Machine Learning Use Case #1 – Data Security
Given the recent ransomware security attacks we have all read about this year, it should come as no surprise that Machine Learning is an important part of new data security solutions.
In 2014, Kaspersky Lab said it had detected 325,000 new malware files every day. But, institutional intelligence company Deep Instinct says that each piece of new malware tends to have almost the same code as previous versions — only between 2 and 10% of the files change from iteration to iteration. Their learning model has no problem with the 2–10% variations, and can predict which files are malware with great accuracy (source).
What this means is that some data security solutions can see common attributes of what code might be malicious, and then act accordingly to shut down the program – before that virus has even been recognized. This is a true “zero day” defense strategy, which in the world of data security, is a big deal.

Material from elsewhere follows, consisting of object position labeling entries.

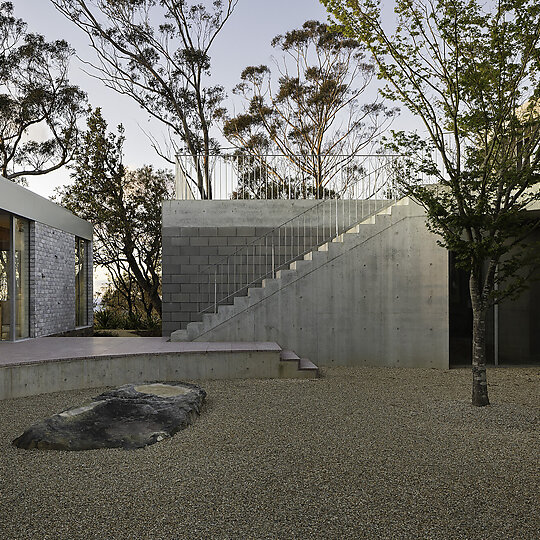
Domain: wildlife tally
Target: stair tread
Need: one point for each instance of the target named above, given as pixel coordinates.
(289, 356)
(306, 364)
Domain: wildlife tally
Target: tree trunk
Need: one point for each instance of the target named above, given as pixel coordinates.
(479, 390)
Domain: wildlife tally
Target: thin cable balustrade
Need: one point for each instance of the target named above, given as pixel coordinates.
(244, 177)
(346, 190)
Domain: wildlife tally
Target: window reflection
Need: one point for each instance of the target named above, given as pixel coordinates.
(81, 282)
(5, 262)
(22, 277)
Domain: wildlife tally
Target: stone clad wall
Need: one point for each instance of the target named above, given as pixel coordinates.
(52, 281)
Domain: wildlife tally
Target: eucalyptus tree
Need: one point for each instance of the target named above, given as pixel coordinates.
(125, 208)
(469, 70)
(39, 108)
(158, 53)
(312, 114)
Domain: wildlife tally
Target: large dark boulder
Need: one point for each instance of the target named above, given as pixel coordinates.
(131, 416)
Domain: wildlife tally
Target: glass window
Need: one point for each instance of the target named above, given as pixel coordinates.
(81, 282)
(22, 278)
(5, 273)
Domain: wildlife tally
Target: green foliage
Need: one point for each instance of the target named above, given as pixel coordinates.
(313, 115)
(106, 319)
(35, 97)
(158, 53)
(469, 70)
(125, 208)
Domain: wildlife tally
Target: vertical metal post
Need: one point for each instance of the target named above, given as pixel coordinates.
(12, 284)
(215, 291)
(496, 323)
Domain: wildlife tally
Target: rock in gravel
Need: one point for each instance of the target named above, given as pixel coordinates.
(131, 416)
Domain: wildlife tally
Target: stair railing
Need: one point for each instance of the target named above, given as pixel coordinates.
(275, 250)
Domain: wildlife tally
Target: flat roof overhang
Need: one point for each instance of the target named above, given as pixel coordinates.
(25, 203)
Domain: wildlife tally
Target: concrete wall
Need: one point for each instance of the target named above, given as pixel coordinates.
(198, 234)
(380, 301)
(52, 281)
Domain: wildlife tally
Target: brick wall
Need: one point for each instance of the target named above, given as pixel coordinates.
(199, 234)
(52, 281)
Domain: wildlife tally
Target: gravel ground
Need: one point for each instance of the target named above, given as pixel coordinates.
(359, 453)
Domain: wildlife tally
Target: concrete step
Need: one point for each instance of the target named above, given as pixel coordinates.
(310, 261)
(194, 330)
(288, 356)
(305, 364)
(179, 335)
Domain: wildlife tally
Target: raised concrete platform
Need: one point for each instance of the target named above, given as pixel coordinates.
(45, 365)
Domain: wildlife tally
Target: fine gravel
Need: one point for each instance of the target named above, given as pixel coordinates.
(359, 453)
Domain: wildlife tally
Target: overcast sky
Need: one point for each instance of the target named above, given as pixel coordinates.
(244, 41)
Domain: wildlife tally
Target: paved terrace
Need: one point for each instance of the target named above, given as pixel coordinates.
(45, 365)
(50, 349)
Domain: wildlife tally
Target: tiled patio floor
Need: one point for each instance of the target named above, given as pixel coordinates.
(50, 348)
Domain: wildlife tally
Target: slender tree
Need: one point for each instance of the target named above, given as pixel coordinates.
(124, 207)
(470, 71)
(158, 53)
(312, 114)
(39, 108)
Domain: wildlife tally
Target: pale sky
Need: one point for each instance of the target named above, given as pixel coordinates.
(245, 40)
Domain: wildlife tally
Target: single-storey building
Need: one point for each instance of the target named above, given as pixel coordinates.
(339, 282)
(45, 267)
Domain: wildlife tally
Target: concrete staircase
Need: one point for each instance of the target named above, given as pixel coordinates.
(323, 255)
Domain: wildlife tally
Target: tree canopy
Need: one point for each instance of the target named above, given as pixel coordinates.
(125, 208)
(470, 71)
(39, 108)
(158, 53)
(312, 114)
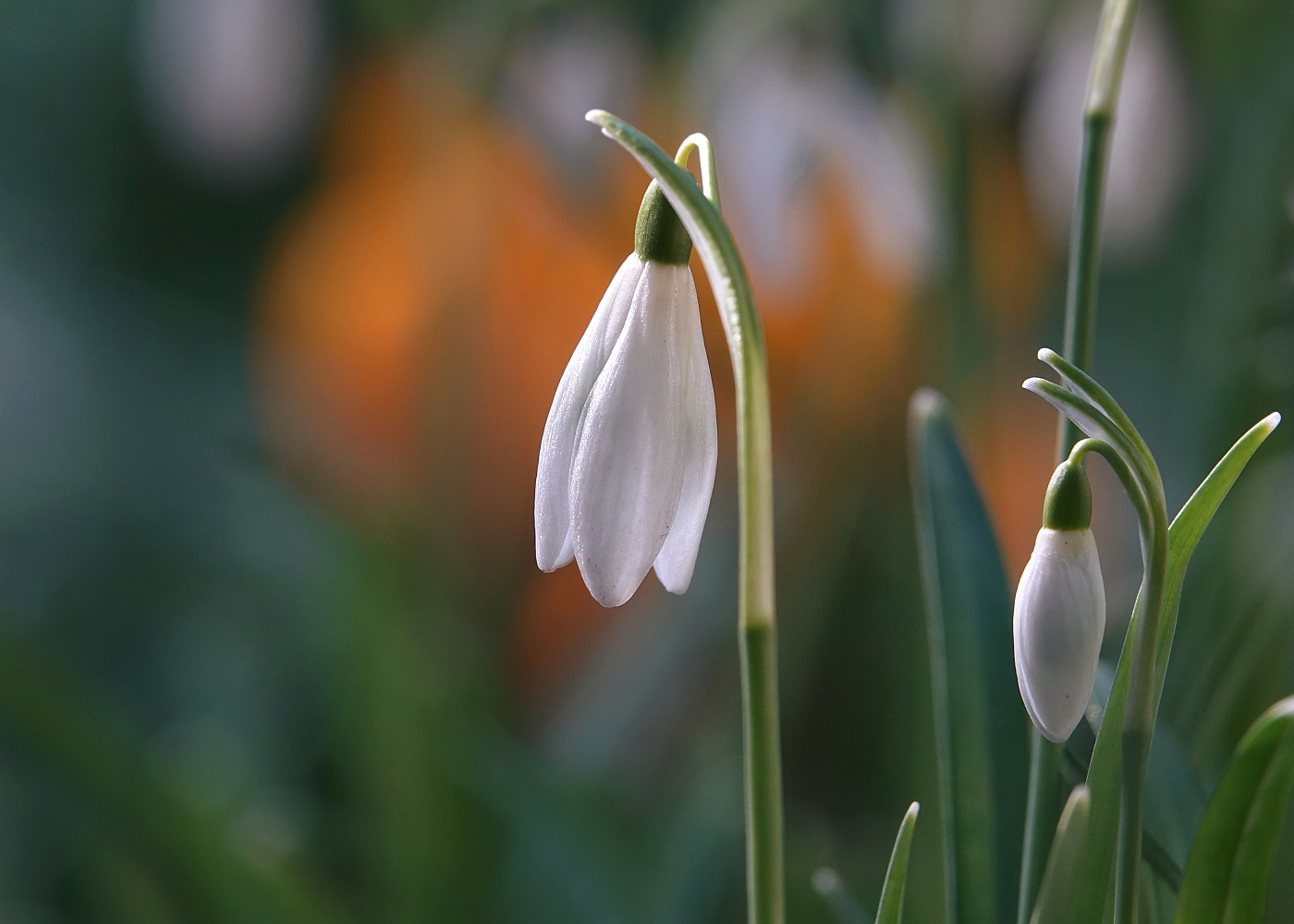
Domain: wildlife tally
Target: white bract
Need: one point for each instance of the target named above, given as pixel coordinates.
(627, 465)
(1058, 623)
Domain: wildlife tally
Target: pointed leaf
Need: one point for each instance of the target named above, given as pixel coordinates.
(1063, 881)
(1231, 862)
(1104, 774)
(980, 723)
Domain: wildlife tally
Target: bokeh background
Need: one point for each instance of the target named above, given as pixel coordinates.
(285, 291)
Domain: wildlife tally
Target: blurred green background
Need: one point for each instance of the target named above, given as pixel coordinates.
(285, 291)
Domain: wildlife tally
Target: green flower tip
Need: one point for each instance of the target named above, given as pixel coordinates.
(660, 235)
(1069, 498)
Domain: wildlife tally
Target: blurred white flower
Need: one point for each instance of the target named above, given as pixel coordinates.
(1060, 608)
(232, 86)
(560, 68)
(780, 114)
(987, 42)
(627, 465)
(1149, 152)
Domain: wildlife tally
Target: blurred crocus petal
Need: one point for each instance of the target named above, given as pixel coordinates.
(627, 465)
(232, 86)
(1149, 152)
(1058, 623)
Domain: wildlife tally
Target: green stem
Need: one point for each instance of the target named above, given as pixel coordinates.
(1084, 261)
(1042, 810)
(1044, 805)
(1113, 36)
(701, 215)
(763, 774)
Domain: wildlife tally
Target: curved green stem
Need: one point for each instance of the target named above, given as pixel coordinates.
(1084, 259)
(759, 639)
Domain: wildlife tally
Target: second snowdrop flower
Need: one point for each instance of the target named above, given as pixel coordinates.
(627, 465)
(1060, 608)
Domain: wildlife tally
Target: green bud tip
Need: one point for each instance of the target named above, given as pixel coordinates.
(660, 235)
(1069, 498)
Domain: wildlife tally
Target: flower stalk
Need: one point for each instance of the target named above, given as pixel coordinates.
(1112, 43)
(701, 215)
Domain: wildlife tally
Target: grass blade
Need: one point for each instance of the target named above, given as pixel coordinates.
(1063, 881)
(980, 723)
(890, 910)
(1231, 862)
(1104, 772)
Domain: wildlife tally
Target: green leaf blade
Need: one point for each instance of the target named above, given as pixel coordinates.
(1105, 771)
(981, 727)
(1231, 861)
(1063, 881)
(890, 910)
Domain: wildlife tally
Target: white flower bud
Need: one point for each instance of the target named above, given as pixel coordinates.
(627, 465)
(1058, 623)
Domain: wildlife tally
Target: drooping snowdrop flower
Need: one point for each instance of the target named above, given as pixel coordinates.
(627, 465)
(1060, 608)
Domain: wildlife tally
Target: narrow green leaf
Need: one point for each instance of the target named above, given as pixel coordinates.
(1231, 862)
(890, 910)
(1104, 772)
(980, 723)
(1190, 522)
(1080, 383)
(1063, 881)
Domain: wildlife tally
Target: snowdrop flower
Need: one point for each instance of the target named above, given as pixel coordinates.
(1060, 608)
(627, 465)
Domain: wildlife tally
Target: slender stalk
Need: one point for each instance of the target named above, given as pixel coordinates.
(1084, 259)
(1044, 804)
(756, 620)
(1078, 347)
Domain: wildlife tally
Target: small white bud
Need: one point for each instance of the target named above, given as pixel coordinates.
(1058, 623)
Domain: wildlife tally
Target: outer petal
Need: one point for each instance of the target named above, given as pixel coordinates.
(628, 468)
(1058, 621)
(677, 556)
(553, 539)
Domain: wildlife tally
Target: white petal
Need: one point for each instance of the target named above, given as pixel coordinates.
(677, 556)
(628, 468)
(553, 540)
(1058, 621)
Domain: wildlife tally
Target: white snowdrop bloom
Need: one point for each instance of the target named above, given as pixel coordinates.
(627, 464)
(1060, 610)
(1151, 148)
(233, 87)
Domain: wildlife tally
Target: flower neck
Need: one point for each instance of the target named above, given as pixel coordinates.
(1069, 498)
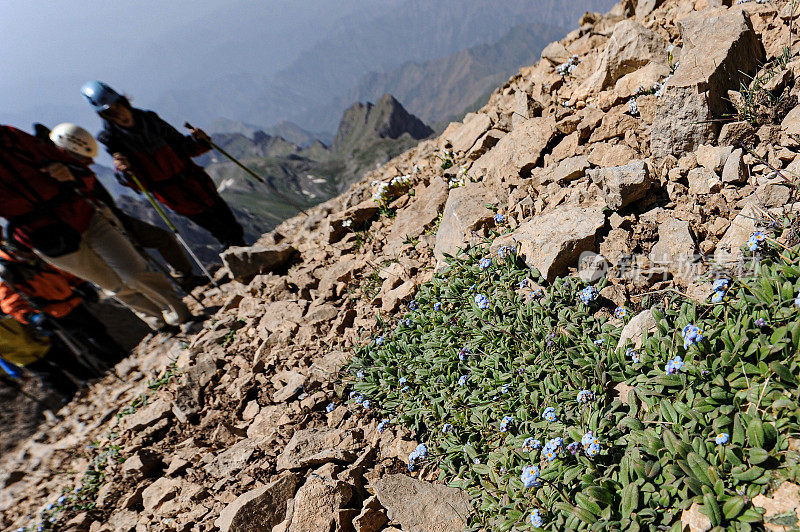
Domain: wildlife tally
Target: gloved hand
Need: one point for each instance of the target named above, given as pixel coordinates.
(39, 324)
(86, 291)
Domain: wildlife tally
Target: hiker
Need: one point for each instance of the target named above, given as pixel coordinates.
(42, 356)
(145, 146)
(79, 143)
(34, 292)
(49, 209)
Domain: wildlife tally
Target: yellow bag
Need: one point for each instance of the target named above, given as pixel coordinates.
(17, 345)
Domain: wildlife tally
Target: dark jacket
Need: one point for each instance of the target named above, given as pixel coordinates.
(38, 207)
(161, 159)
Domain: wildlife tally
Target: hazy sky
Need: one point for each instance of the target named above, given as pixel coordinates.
(143, 47)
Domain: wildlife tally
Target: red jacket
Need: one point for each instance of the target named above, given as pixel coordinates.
(161, 159)
(47, 287)
(31, 199)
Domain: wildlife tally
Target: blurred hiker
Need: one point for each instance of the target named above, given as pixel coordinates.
(34, 292)
(45, 194)
(79, 143)
(42, 356)
(144, 145)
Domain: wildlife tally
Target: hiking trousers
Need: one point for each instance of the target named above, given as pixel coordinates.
(151, 236)
(108, 259)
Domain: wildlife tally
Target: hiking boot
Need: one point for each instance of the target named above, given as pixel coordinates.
(191, 282)
(191, 327)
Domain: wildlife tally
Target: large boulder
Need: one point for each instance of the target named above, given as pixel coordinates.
(518, 152)
(420, 506)
(464, 212)
(318, 504)
(553, 242)
(475, 125)
(259, 509)
(622, 185)
(720, 51)
(675, 250)
(630, 48)
(423, 210)
(244, 263)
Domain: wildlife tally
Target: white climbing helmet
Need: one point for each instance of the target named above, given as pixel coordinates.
(74, 139)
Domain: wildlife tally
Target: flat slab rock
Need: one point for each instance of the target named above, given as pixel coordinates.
(421, 506)
(258, 510)
(244, 263)
(553, 242)
(310, 447)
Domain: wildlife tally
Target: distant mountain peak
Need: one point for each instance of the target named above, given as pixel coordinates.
(363, 123)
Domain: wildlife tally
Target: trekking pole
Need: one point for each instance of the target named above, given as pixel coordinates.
(250, 172)
(171, 226)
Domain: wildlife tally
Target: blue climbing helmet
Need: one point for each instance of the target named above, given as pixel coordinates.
(100, 95)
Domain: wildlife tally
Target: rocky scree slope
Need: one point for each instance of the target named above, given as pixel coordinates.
(622, 141)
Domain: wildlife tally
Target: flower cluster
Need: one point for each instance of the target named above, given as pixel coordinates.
(567, 68)
(755, 240)
(530, 444)
(552, 448)
(633, 107)
(588, 294)
(584, 396)
(530, 476)
(417, 454)
(720, 286)
(692, 335)
(674, 365)
(591, 445)
(536, 519)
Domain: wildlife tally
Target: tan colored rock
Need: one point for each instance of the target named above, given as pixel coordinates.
(312, 447)
(728, 252)
(420, 506)
(553, 242)
(605, 155)
(260, 509)
(475, 125)
(518, 152)
(695, 520)
(244, 263)
(703, 181)
(782, 508)
(720, 50)
(318, 502)
(488, 141)
(159, 492)
(565, 171)
(146, 416)
(422, 211)
(675, 250)
(622, 185)
(635, 329)
(464, 212)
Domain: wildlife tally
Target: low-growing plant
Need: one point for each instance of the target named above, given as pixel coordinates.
(525, 400)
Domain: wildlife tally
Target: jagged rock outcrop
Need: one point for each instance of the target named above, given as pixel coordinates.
(256, 430)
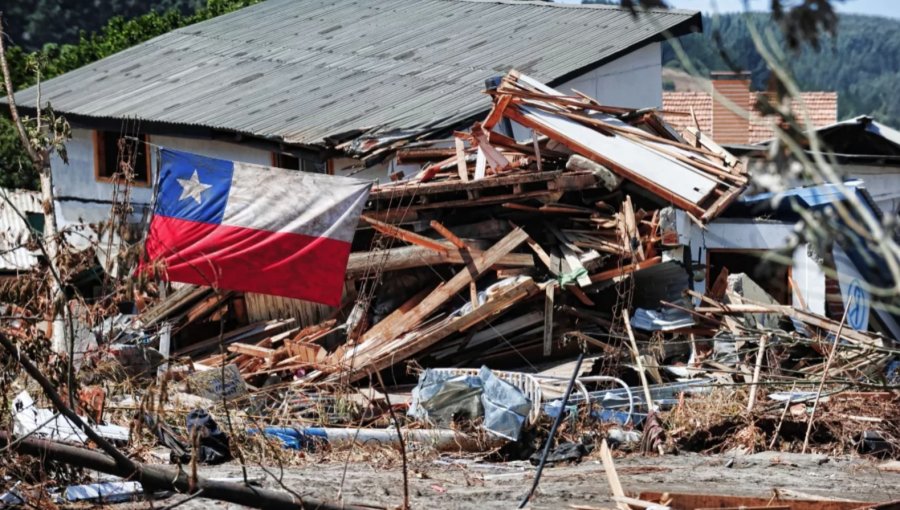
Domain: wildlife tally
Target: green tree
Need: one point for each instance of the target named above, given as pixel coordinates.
(861, 61)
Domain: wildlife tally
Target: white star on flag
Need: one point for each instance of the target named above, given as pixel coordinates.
(192, 188)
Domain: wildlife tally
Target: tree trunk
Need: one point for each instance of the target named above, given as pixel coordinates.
(167, 478)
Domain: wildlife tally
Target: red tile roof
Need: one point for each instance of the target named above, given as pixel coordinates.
(822, 108)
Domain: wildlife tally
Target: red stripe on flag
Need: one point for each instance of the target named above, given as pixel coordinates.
(250, 260)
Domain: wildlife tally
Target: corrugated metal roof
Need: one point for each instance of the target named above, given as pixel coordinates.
(14, 232)
(304, 70)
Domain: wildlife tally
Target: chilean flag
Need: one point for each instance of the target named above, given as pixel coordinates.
(254, 228)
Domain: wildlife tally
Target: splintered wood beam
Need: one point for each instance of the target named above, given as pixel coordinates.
(622, 171)
(461, 166)
(407, 257)
(545, 258)
(624, 270)
(631, 231)
(416, 343)
(448, 235)
(405, 235)
(497, 111)
(497, 160)
(548, 319)
(252, 350)
(389, 328)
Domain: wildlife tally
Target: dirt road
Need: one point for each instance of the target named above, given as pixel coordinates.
(453, 484)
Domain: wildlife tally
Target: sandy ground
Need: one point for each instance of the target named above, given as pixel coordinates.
(460, 484)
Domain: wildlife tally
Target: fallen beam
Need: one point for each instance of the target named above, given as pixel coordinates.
(407, 257)
(154, 478)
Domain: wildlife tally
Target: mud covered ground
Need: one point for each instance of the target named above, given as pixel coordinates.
(446, 483)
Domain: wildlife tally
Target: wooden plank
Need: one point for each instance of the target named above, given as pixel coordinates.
(251, 333)
(404, 235)
(407, 257)
(499, 330)
(394, 352)
(615, 486)
(462, 167)
(632, 237)
(807, 317)
(548, 319)
(389, 328)
(688, 500)
(480, 164)
(496, 113)
(497, 160)
(580, 295)
(251, 350)
(448, 235)
(542, 255)
(584, 144)
(637, 358)
(394, 192)
(624, 270)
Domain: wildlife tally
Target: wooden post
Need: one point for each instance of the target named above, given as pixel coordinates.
(637, 358)
(837, 338)
(615, 486)
(759, 357)
(548, 318)
(165, 348)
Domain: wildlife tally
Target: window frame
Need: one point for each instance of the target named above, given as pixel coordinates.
(99, 143)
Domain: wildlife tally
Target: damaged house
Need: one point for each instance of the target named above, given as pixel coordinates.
(343, 88)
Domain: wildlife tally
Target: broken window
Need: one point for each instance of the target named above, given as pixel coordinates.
(112, 153)
(292, 162)
(771, 276)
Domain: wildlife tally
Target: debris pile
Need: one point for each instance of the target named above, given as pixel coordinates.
(553, 228)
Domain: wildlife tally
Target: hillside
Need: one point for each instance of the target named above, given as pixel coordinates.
(862, 63)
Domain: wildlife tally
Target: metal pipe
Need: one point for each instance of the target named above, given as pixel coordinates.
(549, 443)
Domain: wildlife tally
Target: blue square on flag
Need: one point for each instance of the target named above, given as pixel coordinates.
(193, 187)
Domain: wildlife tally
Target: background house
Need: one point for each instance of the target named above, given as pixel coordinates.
(302, 84)
(335, 87)
(745, 126)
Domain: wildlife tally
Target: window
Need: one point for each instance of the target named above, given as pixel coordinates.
(110, 149)
(36, 222)
(291, 162)
(286, 161)
(771, 276)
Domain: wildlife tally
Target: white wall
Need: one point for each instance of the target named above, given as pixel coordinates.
(758, 235)
(634, 80)
(77, 178)
(882, 183)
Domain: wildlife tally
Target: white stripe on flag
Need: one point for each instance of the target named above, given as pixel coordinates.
(279, 200)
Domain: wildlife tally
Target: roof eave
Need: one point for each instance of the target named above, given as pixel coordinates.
(691, 25)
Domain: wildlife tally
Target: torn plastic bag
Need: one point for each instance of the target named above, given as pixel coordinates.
(214, 444)
(440, 397)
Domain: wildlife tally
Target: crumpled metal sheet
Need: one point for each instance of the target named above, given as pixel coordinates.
(441, 397)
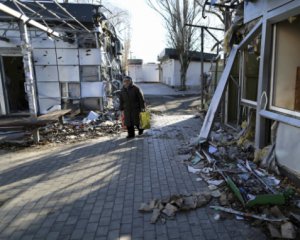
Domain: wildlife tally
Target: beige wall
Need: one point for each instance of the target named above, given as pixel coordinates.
(287, 59)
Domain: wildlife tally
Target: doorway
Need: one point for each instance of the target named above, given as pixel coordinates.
(14, 79)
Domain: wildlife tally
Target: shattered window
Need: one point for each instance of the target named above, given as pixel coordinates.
(286, 65)
(250, 72)
(86, 40)
(70, 90)
(89, 73)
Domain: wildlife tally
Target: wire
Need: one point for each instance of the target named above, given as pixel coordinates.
(62, 8)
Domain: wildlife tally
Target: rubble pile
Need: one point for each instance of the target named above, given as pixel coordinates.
(168, 207)
(72, 129)
(241, 186)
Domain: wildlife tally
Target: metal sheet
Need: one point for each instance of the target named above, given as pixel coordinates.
(67, 56)
(48, 89)
(216, 99)
(89, 73)
(287, 148)
(92, 89)
(280, 117)
(2, 100)
(90, 56)
(47, 103)
(44, 57)
(13, 43)
(68, 73)
(46, 73)
(255, 9)
(42, 42)
(63, 44)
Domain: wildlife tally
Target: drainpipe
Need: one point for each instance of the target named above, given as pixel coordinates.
(202, 70)
(29, 79)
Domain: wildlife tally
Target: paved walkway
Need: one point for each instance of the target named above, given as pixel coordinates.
(93, 190)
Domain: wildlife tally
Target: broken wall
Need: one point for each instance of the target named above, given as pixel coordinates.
(64, 73)
(288, 148)
(255, 9)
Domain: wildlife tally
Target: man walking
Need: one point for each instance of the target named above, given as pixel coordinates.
(132, 103)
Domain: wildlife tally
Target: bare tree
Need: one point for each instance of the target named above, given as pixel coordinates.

Machine Learning Use Case #2 – Phone Log Monitoring
Have you ever wondered while sitting on hold or calling to place a complaint who listens to all the phone calls that begin the phrase “this phone call is being recorded for quality assurance and training purposes”? I can’t imagine how long it would take for some of the larger call centers to hire someone to listen to all the calls.
The global call center industry is estimated to reach $10 billion b7 2019, based on research conducted by Technavio. A typical call center might field 500 calls in a day. That is a lot of calls. Of course, no one has the job of listening to every call. Rather, the strategy is the same as video surveillance. If there is a future program, then the call log will be listened to better understand the situation and how to avoid it in the future.
But what about all the other intelligence that could be extracted from these calls if there was a way to selectively listen to just the right ones? New product or service innovation might be uncovered. Message adjustments might be revealed. And, sales strategies could be better executed with greater success.
Here is where Machine Learning comes into play. While an entire conversation can’t be heard, select keywords can be identified to express sentiment with what is being discussed during a phone conversation – be it with a customer service representative or a sales representative.
Once a set of keywords has been identified, new intelligence could soon follow. Machine Learning or AI can work on identifying what other word correlations exist when used in conjunction with the terms first identified. This behavior can then be modeled to predict success or failure of calls, based specific objectives associated with the parties on the call.
Prodoscore recently hosted an educational happy hour at Google's New York offices with Google, Salesforce, SuiteBriar and RingCentral on how a business can leverage Machine Learning, which is now an integrated part of Prodoscore’s latest offering (see announcement). New revelations can now be uncovered with greater ease and accuracy that has never been possible before. Now it is possible to understand when messaging is not being consistently used, or, if calls are being made, but the topic being discussed is not relevant.
Learn more by watching a recording of this webcast:
Or, watch this event slide deck.
Artificial Intelligence under the moniker of Machine Learning is quickly becoming a useful and highly valuable technology breakthrough. Significant value is being unlocked by businesses that sell to other businesses, and those that sell directly to the consumer.
A huge wealth is now being amassed by companies – big data – which is being collected as part of how the business is run. Those organizations that invest in new technologies with Machine Learning are now discovering the hidden treasures in their data and learning how to make more intelligent decisions.